At level two, the Small Business Plan, your page count doubles to 1000 and the price increases to $17.95 a month (or a paltry $12.95 per month if billed annually).

The final tier, the Business Pro Plan, offers a whopping 3000 pages per month for only $34.95 per month (or $29.95 a month billed annually). That’s a significant increase in value. Keep in mind that none of the plan upgrades really include any other benefits beyond additional pages.

Rock-bottom prices come with a few drawbacks, of course. For one, there’s no multi-user capability. We asked their support about it and they gave us two options: create a generic account and give the login information to all users or add another user to the same account at the same price as the first, while also doubling the page count.

So… basically just make two accounts.

The overage charge fee is pretty generous, however. At just 3¢, it’s among the lowest of any fax service out there.

In keeping with the lowest-cost theme, there is no activation charge or set-up fee for starting with Nextiva vFAX.

Nextiva vFAX features

Let’s start with the biggest problem that Nextiva vFAX has. The dashboard runs in your browser using Adobe Flash.

That is bad.

Flash is an antiquated framework; so antiquated, in fact, that Google Chrome, Apple’s Safari, and Mozilla Firefox ended native support for Flash in 2017. It’s still possible to use Flash on these browsers, but it requires a manual installation that it didn’t before (and vFAX will walk you through that process if necessary).

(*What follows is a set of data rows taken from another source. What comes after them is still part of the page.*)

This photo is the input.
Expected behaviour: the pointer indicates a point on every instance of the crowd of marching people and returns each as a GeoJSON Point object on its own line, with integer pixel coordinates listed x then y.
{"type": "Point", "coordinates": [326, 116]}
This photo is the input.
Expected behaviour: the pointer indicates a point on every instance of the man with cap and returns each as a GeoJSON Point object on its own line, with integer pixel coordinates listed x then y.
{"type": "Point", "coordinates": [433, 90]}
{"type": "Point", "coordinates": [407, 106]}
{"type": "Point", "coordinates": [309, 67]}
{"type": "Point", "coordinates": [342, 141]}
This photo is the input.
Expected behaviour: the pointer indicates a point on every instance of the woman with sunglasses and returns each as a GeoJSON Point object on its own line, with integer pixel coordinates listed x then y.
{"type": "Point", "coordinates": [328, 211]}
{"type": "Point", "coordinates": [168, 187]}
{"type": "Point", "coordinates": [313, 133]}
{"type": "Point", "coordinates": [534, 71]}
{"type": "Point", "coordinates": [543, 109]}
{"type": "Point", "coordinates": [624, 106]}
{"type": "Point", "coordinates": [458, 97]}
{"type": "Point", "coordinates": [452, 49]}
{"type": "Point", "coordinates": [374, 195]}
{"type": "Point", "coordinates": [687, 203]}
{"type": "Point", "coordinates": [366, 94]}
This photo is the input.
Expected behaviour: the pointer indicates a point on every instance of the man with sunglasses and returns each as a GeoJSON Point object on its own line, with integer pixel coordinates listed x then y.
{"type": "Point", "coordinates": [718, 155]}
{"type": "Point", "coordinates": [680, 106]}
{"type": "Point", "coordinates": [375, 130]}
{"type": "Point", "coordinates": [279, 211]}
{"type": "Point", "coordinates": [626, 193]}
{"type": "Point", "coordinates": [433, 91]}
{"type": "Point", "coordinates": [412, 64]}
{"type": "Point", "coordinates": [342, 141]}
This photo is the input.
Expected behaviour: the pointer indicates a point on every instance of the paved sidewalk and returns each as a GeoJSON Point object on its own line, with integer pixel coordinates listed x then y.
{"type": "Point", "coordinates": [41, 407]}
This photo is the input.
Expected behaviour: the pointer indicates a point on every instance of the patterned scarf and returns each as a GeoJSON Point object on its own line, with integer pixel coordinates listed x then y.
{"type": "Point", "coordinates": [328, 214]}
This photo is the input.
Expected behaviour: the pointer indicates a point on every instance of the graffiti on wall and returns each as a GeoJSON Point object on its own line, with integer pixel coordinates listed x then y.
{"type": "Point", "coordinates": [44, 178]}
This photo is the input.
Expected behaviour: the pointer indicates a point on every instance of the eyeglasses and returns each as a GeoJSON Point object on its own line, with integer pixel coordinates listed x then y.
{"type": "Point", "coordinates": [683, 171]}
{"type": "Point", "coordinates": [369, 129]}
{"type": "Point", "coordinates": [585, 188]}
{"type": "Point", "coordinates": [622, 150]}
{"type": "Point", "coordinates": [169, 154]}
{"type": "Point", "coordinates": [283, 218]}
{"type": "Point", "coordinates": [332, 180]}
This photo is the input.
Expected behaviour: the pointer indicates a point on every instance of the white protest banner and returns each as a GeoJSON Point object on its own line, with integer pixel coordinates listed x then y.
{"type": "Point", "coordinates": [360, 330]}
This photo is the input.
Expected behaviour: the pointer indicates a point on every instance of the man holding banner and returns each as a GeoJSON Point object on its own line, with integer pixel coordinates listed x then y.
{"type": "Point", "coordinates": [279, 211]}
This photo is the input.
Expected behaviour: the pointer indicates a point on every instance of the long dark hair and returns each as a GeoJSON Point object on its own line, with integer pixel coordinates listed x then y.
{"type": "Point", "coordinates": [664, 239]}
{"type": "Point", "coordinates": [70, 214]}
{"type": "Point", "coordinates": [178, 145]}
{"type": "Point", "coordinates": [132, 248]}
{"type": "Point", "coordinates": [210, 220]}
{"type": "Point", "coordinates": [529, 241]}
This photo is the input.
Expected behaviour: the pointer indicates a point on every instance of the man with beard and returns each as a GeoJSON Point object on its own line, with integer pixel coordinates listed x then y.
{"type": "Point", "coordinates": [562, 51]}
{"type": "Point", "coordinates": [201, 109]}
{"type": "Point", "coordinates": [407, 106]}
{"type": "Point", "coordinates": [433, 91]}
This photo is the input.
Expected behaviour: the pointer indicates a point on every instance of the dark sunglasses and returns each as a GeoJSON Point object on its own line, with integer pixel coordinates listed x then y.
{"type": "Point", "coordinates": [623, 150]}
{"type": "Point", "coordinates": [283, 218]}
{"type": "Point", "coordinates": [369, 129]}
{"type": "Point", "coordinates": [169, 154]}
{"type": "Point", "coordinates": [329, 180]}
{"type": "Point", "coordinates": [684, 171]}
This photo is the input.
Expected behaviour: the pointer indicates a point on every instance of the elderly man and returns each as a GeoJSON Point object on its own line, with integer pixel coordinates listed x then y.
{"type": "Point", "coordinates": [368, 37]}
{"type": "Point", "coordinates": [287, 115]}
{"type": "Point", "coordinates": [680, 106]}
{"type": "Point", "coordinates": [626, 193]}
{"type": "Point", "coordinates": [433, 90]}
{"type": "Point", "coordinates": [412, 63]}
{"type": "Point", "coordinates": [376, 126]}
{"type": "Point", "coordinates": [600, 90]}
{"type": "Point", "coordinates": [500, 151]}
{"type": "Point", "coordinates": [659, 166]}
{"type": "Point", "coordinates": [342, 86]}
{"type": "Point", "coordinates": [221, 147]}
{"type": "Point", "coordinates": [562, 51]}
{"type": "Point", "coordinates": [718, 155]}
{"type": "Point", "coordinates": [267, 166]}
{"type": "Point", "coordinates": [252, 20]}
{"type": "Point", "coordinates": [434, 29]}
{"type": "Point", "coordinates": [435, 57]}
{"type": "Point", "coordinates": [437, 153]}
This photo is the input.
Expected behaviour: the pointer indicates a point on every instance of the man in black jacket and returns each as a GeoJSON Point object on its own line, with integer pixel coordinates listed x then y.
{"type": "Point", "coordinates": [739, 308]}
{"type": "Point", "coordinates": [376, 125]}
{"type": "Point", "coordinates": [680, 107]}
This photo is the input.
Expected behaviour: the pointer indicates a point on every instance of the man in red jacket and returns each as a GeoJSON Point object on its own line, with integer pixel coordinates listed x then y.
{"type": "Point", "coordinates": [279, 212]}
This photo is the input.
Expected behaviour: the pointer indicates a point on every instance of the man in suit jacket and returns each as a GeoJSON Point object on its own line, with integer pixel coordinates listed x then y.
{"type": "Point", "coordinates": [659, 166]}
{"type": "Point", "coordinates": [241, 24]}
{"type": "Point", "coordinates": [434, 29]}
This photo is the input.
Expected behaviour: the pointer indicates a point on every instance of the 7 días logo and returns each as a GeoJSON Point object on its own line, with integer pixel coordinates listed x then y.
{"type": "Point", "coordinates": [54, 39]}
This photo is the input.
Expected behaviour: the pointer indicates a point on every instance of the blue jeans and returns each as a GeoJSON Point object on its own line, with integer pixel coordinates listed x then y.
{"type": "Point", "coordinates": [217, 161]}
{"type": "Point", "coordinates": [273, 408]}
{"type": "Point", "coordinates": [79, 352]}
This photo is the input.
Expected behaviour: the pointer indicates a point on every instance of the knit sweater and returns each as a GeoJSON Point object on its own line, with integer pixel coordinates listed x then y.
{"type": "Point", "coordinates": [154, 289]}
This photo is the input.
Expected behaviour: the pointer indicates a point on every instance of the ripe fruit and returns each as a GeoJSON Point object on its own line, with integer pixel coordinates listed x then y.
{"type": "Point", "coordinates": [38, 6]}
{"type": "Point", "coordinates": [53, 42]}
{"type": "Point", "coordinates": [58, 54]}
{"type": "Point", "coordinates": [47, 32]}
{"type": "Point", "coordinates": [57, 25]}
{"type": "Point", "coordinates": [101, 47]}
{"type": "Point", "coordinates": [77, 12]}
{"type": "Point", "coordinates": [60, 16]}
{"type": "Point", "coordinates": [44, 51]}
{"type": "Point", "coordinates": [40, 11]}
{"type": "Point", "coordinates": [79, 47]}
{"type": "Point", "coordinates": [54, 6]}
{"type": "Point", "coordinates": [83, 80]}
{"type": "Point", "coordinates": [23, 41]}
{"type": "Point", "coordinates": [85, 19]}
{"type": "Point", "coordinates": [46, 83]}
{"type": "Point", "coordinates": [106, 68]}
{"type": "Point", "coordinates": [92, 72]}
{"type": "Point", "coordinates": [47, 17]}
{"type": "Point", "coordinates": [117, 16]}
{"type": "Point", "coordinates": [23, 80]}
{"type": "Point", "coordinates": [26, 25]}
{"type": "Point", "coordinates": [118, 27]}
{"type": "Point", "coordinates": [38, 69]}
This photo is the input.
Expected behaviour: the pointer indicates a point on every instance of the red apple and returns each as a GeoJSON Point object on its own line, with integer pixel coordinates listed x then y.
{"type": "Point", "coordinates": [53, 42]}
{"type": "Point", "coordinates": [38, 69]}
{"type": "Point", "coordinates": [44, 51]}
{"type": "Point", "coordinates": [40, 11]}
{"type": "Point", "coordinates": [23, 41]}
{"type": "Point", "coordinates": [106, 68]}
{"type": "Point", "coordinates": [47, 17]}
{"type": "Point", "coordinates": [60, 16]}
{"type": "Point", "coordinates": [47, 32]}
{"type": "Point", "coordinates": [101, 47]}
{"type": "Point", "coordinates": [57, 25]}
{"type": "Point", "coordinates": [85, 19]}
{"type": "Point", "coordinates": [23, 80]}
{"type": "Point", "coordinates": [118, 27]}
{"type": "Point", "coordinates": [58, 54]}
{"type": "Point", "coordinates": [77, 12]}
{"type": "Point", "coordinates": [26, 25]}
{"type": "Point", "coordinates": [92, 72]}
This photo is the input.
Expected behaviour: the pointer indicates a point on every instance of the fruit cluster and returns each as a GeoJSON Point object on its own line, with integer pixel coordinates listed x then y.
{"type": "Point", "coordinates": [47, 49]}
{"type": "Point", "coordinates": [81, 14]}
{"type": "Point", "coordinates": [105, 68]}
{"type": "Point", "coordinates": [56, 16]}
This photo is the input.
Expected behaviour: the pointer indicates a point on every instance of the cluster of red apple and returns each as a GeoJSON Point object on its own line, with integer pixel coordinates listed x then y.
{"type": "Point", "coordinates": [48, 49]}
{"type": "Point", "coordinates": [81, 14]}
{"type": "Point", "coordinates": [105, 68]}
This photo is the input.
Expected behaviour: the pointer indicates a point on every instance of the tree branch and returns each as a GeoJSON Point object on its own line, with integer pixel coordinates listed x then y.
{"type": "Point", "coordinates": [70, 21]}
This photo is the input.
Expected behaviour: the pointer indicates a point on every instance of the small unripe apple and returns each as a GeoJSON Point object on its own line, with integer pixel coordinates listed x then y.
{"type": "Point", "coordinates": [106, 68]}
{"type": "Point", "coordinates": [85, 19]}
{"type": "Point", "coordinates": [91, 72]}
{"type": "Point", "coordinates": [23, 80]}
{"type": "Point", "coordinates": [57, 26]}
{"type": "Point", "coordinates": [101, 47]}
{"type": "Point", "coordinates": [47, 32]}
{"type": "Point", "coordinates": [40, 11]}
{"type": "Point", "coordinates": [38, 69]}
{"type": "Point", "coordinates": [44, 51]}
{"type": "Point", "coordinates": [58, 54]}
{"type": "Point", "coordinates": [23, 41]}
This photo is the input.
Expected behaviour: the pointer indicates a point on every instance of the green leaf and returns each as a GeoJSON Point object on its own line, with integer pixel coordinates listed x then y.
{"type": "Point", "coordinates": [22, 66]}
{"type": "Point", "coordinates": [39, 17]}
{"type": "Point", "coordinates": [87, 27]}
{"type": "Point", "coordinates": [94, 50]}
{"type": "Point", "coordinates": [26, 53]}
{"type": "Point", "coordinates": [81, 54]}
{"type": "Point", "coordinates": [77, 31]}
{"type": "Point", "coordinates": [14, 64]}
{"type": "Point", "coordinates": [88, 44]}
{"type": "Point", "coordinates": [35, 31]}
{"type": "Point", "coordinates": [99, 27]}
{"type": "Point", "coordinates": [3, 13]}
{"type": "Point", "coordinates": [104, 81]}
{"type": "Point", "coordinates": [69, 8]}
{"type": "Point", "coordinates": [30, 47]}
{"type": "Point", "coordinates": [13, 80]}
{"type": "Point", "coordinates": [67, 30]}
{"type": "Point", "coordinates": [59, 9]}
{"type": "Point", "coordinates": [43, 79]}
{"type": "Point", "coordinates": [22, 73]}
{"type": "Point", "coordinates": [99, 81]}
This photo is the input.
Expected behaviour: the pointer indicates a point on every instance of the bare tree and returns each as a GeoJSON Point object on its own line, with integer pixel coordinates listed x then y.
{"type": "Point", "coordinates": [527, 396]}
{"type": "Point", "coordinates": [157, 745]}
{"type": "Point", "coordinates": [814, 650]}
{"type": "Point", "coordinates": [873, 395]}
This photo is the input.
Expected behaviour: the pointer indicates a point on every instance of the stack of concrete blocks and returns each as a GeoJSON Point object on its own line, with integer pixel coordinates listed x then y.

Unless you’re already using Flash for some other purpose, we strongly encourage you not to install it for vFAX alone. Flash, while still supported by Adobe, has had difficulty in modernization. Most importantly, it has a number of well-known critical security flaws that can be easily exploited.

Furthermore, the fax system itself has security issues. When creating an account, you only choose a username. It emails you a password afterwards… in plain text, rather than an encrypted format. That’s not only poor taste – it’s dangerous.

Add that to the fact that Nextiva vFAX has the baseline 128-bit security encryption on its faxes and you end up with a product that isn’t very secure at all.

The set-up process is a bit convoluted if you’re angling to do anything beyond getting a new fax number with your area code. They don’t support toll-free or international numbers. If you’d like to port over your old fax number, you have to call and speak to a representative to initiate the process.

Once you actually get into the dashboard you are met with an interface that is clean, if complicated. For example, sending faxes requires navigation through several pages when the same thing could probably be accomplished with one button on the homepage. The search button doesn’t really ‘search’, but it does bring up their half-decent organization system for faxes.

Those are only stored for 6 months, by the way. If you want to keep them longer, you’ll have to pull them from the platform and store them elsewhere.

Lastly, there’s a particularly annoying quirk of the system – faxes can’t be viewed outside of the Nextiva interface. When you receive a fax, an email is sent to alert you. Instead of including the fax as an attachment, like most online fax services, it simply includes a link to view it on their dashboard.

If there is one good thing to say about their platform, it’s that is isn’t overburdened with references to their other communication products like RingCentral is.